According to 19th-century traveler T. W. Atkinson, locals in the Lake Baikal Region had the tradition that Christ visited the area:

The people have a tradition in connection with this region which they implicitly believe. They say "that Christ visited this part of Asia and ascended this summit, whence he looked down on all the region around.
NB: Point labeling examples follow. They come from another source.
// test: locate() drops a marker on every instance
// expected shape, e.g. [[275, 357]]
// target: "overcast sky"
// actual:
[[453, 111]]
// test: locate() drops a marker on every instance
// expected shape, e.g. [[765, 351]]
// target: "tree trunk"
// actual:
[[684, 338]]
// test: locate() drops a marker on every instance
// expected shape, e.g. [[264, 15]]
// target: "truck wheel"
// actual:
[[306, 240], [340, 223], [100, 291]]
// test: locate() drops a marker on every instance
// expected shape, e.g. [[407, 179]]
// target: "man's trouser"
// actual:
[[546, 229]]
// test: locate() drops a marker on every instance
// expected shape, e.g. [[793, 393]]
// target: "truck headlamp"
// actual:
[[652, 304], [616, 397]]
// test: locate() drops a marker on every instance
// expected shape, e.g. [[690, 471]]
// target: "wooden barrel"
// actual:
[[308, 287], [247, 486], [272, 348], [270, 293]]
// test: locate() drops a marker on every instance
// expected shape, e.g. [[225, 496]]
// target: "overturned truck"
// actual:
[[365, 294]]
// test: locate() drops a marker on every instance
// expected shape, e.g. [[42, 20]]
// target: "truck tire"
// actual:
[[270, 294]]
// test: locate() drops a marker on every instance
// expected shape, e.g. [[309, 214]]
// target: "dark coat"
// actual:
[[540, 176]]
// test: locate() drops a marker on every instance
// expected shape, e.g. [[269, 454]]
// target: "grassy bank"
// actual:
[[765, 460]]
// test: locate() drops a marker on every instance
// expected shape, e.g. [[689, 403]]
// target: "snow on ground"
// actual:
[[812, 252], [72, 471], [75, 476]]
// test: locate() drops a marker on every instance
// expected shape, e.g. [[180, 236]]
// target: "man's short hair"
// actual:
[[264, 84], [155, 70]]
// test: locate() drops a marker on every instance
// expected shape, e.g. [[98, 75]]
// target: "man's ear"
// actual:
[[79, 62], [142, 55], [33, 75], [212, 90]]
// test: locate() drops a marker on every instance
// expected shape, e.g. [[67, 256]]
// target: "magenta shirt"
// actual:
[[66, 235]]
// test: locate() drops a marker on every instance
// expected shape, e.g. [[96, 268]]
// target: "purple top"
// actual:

After blessing the country to the northward, he turned towards the south, and looking across the Baikal, he waved his hand, exclaiming 'Beyond this there is nothing.'" Thus they account for the sterility of Daouria, where it is said "no corn will grow."

Lake Baikal has been celebrated in several Russian folk songs. Two of these songs are well known in Russia and its neighboring countries, such as Japan.

  • "Glorious Sea, Sacred Baikal" (Славное мope, священный Байкал) is about a katorga fugitive. The lyrics as documented and edited in the 19th century by Dmitriy P. Davydov (1811–1888). See "Barguzin River" for sample lyrics.
  • "The Wanderer" (Бродяга) is about a convict who had escaped from jail and was attempting to return home from Transbaikal. The lyrics were collected and edited in the 20th century by Ivan Kondratyev.

The latter song was a secondary theme song for the Soviet Union's second color film, Ballad of Siberia (1947; Сказание о земле Сибирской).